There were about one hundred of them. They resembled hugely oversized tank-dozers to which had been fitted a variety of material-handling accessories: extensible cranes, pairs of hands, lift forks. They were not fighting machines, but by the nature of their mission they were built to survive natural damage and bull their way through to the injured mains against any conceivable opposition by earthquake, meteor, flood or lashing broken electric cable.

But not by man.

The thirty humans waited silently for the ten machines that ground toward the shattered riser and the fallen overhead tube: ninety other monsters angled across the gaunt planet-scape towards the other enigmatic wounds reported to their deep-buried brains. With fascinated horror Roget Germyn unscrewed the lid from a box which bore an ancient stenciclass="underline" ABERDEEN PROVING GROUND. Inside, in honeycomb cells, nested a dozen slim tubes with egg-bulges at one end and fins at the other.

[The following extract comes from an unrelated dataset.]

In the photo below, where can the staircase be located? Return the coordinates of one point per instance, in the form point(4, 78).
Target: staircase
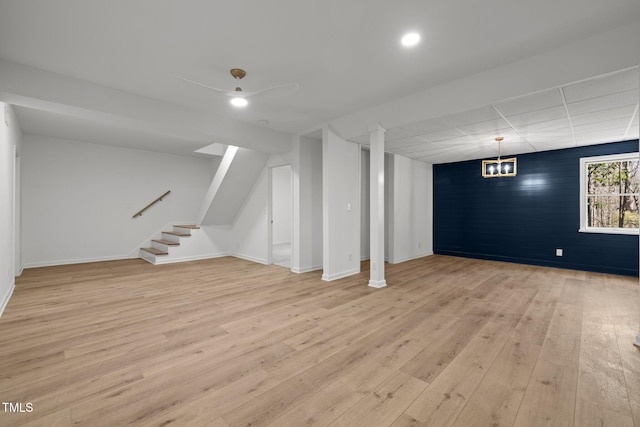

“You will load for us as you were shown,” Tropile said to Germyn. Tropile shouldered a bazooka, sighted along its barrel and caught the foremost of the repair machines in the cross-wires, three hundred yards away, coming fast.

The Snowflake died at that moment. In one burst of love, farewell and pain it transmitted through to Tropile the image of the searing blue fine of plasmoid, the nutrient tank boiling dry, boiling them with it.

Germyn slapped him hesitantly on the shoulder—the signal for “armed and loaded.” Glen Tropile collapsed under the trifling weight of the sheetmetal tube and missile and lay sobbing. He was dead; he had just died.

“Give me that damned thing,” Gala Tropile said, wrenched the rocket launcher from him and shouldered it inexpertly.